Comment by Nancy J. Fischbein, MD
With the availability of an increasingly sophisticated therapeutic armamentarium for the patient with acute ischemic infarct comes the need to clearly diagnose the presence of infarction and to define territory at risk. Since CT scanning remains far more accessible than MR-based diffusion and perfusion techniques in most medical centers, the assessment of CT-based perfusion parameters may soon become an integral part of the management of these patients. Clarification as to which parameter or combination of parameters best defines regions of frank infarction, tissue at risk, and normal tissue will come as larger studies are done in more varied patient populations. For the moment, dynamic CT perfusion imaging is feasible in any clinic with a third-generation CT scanner and should probably be attempted in any patient thought to have acute ischemic symptoms who has a normal baseline CT scan. In this study, single-section CBF maps predicted all territorial infarcts with volumes larger than 10 mL. CBF images were superior to CBV images in sensitivity and superior to TTP images in specificity. Infarction occurred in all vascular territories where loss of perfusion was more than 70% and in more than half of the cases where perfusion losses were between 40% and 70%.

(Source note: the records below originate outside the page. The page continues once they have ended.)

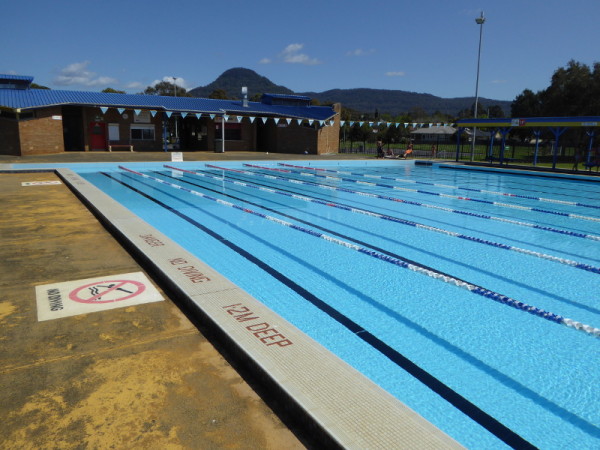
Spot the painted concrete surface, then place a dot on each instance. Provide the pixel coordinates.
(344, 407)
(142, 376)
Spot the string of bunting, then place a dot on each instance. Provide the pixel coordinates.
(322, 123)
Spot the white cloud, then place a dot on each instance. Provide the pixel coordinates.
(178, 81)
(134, 85)
(78, 74)
(291, 54)
(360, 52)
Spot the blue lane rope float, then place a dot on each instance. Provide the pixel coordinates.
(588, 329)
(402, 180)
(568, 262)
(456, 197)
(478, 415)
(488, 217)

There are some drawbacks to dynamic CT perfusion that should be kept in mind as we all attempt to gain experience with this technique. First, at present, only a single section or a few sections can be acquired due to limits on the amount of contrast that can be injected, as well as time, radiation dose, and other considerations. Second, the CBF image can be used only as a relative CBF map, and this can be problematic when contralateral areas of brain have baseline abnormalities that would not be known at the time of the acute CT scan. Third, low spatial resolution can cause small lesions to be overlooked, though this generally will not compromise acute management as these patients would be unlikely to benefit from thrombolytic therapy. Image quality can also be impaired in patients with poor cardiac function.